# No Space left in TBH - What to do?



## Baybee Jane (Jul 28, 2012)

Hi,
This is my first year as a beek. End of July I harvested two combs of honey. A couple days ago I checked in the hive to see if they had rebuilt the combs. They had and were full of capped honey. They have been attaching comb everywhere in the hive, including the sides and bottom. My concern is that they started to attach to the follower board I keep at the back of the hive and once they do this I won't be able to access the hive anymore without breaking the comb. I want to leave them the honey for the winter so am reluctant to harvest any more, but I also don't want them to continue attaching comb to the back board. What to do??
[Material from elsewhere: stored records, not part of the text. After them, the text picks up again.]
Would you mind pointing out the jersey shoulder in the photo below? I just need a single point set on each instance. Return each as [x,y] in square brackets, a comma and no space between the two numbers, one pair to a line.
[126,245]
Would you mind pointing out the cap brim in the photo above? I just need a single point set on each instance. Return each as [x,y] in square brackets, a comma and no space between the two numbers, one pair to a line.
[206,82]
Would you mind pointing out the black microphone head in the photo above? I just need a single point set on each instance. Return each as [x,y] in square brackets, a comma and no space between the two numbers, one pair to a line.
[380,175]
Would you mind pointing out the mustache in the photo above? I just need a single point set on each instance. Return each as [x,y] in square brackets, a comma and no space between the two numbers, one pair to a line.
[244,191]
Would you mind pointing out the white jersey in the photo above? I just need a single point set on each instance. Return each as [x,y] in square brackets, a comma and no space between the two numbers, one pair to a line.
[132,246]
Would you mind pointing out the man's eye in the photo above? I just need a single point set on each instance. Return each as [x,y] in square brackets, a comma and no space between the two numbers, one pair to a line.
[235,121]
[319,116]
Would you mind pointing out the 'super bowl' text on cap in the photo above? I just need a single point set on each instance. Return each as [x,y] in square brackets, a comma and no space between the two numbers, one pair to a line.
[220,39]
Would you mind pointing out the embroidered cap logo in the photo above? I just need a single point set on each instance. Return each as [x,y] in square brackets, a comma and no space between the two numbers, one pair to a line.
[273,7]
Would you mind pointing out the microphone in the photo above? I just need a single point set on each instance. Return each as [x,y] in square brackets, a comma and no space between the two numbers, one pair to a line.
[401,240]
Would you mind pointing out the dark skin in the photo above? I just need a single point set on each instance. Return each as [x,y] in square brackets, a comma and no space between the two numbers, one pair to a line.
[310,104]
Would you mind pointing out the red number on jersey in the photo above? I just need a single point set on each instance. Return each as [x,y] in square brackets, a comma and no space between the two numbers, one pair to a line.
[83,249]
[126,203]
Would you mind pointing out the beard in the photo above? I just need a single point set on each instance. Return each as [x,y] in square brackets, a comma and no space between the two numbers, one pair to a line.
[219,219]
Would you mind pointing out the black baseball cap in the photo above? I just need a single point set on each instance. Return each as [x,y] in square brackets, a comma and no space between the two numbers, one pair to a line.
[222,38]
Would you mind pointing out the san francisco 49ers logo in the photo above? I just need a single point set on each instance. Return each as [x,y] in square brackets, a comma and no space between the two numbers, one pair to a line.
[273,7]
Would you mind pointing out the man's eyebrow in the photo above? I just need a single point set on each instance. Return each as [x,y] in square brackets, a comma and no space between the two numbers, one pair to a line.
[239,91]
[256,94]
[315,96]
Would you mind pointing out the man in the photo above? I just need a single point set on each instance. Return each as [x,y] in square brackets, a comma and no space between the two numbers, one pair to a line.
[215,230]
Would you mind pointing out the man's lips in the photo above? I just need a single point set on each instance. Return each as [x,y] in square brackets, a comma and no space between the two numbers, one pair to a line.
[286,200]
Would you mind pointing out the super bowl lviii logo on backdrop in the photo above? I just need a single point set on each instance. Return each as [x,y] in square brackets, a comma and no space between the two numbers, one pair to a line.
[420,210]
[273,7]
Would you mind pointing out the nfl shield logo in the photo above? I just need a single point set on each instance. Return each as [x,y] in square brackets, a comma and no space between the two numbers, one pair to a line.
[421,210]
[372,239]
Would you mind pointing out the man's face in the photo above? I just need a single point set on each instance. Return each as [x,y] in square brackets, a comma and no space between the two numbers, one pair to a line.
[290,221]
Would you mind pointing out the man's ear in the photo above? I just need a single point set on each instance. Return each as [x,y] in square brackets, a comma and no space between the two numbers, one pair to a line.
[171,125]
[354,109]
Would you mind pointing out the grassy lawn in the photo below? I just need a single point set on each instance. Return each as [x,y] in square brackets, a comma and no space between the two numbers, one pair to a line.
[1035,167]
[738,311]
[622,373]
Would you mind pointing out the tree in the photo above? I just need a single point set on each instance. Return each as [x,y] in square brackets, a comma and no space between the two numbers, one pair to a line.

Thanks for any and all advice!
Jane


----------



## Adrian Quiney WI (Sep 14, 2007)

Jane, doing nothing is an option. At this time of year bees are setting up for winter, it may be better to let them alone until spring. You can always take honey in the spring if you want to. I would not worry about not being able to get in there now as you shouldn't need to.


----------



## Delta Bay (Dec 4, 2009)

As long as you can get a long knife between the follower and last comb you should be able to cut the attachments to the follower. You could also use what is called a false follower where there is a bee space around the wall and floor. This will allow you to reach past the follower to cut any attachments on the side walls. You can remove the false follower and last comb as a unit. Leave the two together as part of managing your hive. With this method you would need to use a spacer between the follower and back wall that can be removed so you have working room when the hive is full. No more than a 1/2" or they may build comb in that space.
It's always a good idea to make sure you have some working room to get the first comb out of the hive.


----------



## Baybee Jane (Jul 28, 2012)

Hi Delta Bay,

I do have a false follower at the very back (which is what the bees are starting to attach to), but unfortunately I did not leave a spacer after the follower board to get in there to cut the sides of the comb. It is tight to the back of the hive. any other ideas?


----------



## Delta Bay (Dec 4, 2009)

If you plan to winter as they are you will have to get in there early spring. You could still do this before winter on a cool to cold day when there are few bees in the back end of the hive. More than likely one of the combs will be damaged so harvest this for yourself. Arrange the hive at this time so you will always have access into the hive when it is full. A full follower that allows wiggle room between it and the backend wall so it can be removed. You could use a combination of false and full follower if your hive is at an odd length that doesn't work out to allow a spacer between the false follower and back wall.


----------



## Keefis (May 4, 2012)

You could use a bond-breaker of sorts like some parchment paper or wax paper. Just put it on the follower board loosely, they will bond the comb to the paper not the follower board.


----------